Jeanne Gang, the Anti-Zaha
Posted in: UncategorizedNot recently named to the British order, but perhaps well on her way to starchitecture is Jeanne Gang, the architect behind Chicago’s Aqua skyscraper, the world’s tallest building yet designed by a woman. The New Yorker‘s Paul Goldberger, who we’ll always welcome here to Chicago, files this great profile on Gang, who he describes as something of the exact opposite of starchitects in general, including the most famous female of the group, Zaha Hadid. “Hadid,” he writes, “is a brilliant shaper of form, but her buildings are nothing if not arbitrary, and the combination of her fame and her flamboyant designs has insidiously led people to assume that female architects tend to favor shape-making over problem-solving.” The critic goes on to introduce women who are similar to Gang, bucking that misconception, along the way providing a great profile on a rising star in the industry and on the beautiful building itself.
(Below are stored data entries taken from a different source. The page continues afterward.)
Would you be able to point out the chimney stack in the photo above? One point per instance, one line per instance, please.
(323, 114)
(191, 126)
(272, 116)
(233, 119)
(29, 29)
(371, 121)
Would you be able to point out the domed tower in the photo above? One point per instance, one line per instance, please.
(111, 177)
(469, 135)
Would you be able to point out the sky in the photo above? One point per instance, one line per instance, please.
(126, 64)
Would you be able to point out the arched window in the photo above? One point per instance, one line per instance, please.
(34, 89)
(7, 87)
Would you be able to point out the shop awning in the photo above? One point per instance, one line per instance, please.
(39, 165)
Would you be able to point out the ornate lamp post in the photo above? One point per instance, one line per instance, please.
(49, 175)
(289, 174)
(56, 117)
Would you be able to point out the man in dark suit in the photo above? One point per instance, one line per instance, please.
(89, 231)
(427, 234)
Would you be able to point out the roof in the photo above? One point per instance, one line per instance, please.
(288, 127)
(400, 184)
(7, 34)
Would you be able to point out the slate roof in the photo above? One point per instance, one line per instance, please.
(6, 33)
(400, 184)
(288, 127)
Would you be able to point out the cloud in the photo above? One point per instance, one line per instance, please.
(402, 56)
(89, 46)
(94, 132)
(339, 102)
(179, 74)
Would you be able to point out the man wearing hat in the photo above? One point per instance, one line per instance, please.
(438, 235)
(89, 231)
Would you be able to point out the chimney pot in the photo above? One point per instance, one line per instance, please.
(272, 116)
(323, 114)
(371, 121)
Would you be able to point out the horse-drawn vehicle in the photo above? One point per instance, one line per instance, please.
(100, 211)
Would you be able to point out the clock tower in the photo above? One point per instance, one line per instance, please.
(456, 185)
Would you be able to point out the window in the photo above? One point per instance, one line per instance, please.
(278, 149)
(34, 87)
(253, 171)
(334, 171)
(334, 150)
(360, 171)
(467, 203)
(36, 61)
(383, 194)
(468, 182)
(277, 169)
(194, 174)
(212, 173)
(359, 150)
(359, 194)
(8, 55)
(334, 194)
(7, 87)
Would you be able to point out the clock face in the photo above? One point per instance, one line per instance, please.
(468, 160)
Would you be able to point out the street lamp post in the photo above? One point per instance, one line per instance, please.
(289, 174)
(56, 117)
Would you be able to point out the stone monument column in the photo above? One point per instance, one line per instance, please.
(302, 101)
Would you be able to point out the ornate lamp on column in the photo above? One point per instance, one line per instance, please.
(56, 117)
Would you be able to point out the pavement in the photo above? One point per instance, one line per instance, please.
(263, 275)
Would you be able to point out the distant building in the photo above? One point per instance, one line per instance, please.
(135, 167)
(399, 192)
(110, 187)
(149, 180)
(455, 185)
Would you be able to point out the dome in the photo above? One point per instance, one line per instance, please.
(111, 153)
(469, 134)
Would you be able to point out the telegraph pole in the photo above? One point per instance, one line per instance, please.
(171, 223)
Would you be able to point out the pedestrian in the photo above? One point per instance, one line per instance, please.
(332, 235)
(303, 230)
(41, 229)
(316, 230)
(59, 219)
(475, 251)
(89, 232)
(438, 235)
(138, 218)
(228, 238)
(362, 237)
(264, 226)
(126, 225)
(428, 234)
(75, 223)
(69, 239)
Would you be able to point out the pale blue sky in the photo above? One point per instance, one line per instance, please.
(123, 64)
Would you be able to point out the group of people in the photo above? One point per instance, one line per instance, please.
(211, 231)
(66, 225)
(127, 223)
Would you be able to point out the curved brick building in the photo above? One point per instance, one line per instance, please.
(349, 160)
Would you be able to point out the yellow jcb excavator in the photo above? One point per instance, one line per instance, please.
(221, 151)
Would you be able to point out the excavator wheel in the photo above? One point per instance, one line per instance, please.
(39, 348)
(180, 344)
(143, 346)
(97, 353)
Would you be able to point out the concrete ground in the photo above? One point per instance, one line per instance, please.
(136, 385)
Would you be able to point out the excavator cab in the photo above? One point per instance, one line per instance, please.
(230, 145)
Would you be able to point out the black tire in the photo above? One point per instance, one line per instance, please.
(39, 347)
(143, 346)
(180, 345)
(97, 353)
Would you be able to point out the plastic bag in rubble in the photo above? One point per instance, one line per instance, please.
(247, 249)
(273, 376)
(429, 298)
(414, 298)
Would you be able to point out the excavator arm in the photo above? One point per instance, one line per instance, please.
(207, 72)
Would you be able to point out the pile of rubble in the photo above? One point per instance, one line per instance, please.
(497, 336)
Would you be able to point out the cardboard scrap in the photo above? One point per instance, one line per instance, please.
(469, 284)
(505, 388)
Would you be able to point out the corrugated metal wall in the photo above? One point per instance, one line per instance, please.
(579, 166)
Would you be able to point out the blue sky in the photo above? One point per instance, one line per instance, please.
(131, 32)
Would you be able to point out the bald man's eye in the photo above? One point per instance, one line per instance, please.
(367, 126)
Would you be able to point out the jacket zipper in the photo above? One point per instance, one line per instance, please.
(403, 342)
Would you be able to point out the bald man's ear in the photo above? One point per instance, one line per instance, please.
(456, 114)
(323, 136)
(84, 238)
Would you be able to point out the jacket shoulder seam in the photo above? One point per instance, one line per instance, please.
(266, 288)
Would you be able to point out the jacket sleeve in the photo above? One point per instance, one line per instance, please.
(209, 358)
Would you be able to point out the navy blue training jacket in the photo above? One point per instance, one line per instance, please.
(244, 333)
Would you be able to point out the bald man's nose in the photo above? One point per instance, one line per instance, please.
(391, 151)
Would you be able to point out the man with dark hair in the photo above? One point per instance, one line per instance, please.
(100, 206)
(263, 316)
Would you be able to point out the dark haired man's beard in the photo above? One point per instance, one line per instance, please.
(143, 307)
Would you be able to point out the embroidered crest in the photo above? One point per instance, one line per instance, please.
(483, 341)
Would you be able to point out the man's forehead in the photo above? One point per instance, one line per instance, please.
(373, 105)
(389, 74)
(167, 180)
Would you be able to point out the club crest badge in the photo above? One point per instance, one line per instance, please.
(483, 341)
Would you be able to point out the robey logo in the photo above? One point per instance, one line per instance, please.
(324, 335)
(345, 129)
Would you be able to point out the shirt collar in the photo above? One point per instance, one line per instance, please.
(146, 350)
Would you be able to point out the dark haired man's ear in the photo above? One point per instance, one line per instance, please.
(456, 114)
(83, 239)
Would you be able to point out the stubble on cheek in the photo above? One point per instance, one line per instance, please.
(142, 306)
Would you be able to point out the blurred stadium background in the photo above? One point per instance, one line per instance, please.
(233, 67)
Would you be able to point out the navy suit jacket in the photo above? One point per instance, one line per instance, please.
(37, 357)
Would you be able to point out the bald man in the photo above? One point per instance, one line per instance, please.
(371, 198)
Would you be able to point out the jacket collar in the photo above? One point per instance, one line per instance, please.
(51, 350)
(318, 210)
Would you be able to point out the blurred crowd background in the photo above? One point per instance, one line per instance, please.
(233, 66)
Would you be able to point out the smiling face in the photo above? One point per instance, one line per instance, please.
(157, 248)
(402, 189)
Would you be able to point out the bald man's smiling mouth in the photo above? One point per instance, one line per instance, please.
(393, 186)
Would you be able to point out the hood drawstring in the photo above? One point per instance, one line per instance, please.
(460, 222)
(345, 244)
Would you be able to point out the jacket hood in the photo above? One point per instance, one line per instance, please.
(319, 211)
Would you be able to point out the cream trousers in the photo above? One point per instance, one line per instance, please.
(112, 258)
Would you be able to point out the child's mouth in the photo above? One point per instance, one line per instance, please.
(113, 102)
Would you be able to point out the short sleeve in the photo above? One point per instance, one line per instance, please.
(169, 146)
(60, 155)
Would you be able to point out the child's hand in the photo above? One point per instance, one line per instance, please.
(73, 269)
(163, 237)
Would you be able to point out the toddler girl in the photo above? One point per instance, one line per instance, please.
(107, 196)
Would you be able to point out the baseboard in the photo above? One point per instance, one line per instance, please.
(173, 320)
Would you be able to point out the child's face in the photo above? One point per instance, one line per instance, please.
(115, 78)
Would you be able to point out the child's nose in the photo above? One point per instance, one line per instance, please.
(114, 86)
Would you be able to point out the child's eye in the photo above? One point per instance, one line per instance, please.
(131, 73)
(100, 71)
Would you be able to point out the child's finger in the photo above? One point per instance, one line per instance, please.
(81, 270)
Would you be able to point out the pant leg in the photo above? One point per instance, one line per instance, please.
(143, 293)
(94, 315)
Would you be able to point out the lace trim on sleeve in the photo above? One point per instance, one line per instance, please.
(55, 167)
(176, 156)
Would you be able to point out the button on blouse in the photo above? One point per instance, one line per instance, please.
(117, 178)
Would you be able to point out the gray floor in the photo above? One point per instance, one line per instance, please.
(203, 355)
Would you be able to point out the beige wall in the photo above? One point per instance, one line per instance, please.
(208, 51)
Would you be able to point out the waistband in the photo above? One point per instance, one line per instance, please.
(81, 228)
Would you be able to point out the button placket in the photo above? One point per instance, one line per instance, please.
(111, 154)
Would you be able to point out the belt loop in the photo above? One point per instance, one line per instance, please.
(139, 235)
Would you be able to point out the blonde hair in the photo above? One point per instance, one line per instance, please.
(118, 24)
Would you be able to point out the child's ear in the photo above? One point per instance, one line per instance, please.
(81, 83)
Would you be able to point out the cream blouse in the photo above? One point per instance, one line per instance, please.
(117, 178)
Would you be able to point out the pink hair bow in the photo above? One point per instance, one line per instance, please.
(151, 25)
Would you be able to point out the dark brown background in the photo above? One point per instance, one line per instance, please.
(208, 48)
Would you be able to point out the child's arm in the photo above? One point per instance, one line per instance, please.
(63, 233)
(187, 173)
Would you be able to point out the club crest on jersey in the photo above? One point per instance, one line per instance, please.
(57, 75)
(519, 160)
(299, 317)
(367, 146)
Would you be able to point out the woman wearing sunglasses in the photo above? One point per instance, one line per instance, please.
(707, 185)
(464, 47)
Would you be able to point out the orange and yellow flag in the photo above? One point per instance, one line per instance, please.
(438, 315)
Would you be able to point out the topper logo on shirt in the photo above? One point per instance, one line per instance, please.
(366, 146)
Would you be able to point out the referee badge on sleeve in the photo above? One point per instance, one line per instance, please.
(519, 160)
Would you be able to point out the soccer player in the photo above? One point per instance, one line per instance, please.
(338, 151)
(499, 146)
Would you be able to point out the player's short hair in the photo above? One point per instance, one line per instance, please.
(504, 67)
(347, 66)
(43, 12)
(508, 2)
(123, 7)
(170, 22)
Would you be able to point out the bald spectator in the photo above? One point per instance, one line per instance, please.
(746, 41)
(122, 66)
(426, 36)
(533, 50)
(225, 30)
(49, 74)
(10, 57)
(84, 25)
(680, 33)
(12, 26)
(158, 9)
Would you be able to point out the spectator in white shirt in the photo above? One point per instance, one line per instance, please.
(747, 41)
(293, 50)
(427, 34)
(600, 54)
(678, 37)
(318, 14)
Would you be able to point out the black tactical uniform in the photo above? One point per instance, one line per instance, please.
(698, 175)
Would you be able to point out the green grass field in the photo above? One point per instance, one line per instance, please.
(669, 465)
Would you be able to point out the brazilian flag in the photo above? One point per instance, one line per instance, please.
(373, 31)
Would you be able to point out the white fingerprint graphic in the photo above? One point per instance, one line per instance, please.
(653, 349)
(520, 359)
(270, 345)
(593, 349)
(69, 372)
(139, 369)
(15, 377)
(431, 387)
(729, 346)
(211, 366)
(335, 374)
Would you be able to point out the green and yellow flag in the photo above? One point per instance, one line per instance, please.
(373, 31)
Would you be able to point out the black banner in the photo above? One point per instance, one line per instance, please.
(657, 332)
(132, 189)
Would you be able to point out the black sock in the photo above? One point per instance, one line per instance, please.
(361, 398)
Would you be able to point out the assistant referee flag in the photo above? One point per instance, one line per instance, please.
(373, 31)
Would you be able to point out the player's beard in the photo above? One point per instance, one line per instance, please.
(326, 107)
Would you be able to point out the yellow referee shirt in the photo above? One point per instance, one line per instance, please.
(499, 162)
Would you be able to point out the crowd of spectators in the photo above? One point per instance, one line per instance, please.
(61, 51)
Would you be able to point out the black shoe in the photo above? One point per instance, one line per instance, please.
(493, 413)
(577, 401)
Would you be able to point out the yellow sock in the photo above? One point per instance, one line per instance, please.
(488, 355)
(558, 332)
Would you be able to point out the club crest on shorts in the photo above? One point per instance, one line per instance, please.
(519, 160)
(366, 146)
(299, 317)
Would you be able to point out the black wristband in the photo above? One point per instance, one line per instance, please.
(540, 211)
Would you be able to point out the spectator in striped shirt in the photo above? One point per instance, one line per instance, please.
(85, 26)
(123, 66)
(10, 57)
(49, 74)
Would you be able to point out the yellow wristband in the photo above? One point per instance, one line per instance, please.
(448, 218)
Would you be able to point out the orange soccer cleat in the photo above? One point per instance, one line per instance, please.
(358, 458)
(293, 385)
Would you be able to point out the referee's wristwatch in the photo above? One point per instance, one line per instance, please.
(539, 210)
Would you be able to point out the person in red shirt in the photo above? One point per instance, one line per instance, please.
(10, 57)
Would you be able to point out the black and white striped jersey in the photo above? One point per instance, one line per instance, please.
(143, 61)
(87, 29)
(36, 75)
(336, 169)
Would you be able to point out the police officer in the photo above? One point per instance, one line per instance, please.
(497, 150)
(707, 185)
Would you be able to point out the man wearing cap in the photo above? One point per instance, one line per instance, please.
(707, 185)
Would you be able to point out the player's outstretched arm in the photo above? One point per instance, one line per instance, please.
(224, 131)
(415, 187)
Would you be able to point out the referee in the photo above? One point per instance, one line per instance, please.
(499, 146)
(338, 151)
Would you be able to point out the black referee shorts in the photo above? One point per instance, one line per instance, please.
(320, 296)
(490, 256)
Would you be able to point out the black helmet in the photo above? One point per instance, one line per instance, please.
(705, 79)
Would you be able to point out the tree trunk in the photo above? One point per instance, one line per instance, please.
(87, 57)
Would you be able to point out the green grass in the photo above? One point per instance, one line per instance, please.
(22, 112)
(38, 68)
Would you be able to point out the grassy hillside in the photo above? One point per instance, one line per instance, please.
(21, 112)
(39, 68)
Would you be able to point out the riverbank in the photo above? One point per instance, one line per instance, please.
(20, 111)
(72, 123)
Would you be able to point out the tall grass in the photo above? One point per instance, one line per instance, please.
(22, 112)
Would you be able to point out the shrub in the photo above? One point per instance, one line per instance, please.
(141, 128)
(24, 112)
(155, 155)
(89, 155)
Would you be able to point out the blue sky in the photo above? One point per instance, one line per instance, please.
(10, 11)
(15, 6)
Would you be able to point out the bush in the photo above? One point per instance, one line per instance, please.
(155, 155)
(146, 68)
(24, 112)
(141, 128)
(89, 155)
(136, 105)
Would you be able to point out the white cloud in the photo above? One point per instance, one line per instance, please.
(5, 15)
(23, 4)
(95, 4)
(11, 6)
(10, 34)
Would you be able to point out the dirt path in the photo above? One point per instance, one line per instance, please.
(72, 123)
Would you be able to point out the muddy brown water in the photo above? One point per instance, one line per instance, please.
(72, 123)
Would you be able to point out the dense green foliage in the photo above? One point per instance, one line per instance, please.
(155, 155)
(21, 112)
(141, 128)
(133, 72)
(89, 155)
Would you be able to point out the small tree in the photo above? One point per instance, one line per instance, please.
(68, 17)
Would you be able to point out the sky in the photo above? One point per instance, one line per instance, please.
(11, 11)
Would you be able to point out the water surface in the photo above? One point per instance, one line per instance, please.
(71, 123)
Here’s a bit more about Gang from the close of his piece:
Gang has no interest in establishing a look that marks her buildings as hers. Her instincts are modern, but style alone doesn’t shape her work; materials, technology, and an ongoing attempt to see from the perspective of the people who will use the buildings mean much more to her. “You know, a lot of architects get into fetishized objects,” she said to me. “But when you can design anything you want without actually having to make it, you do wild things that can’t work. And that’s not what I want to do.”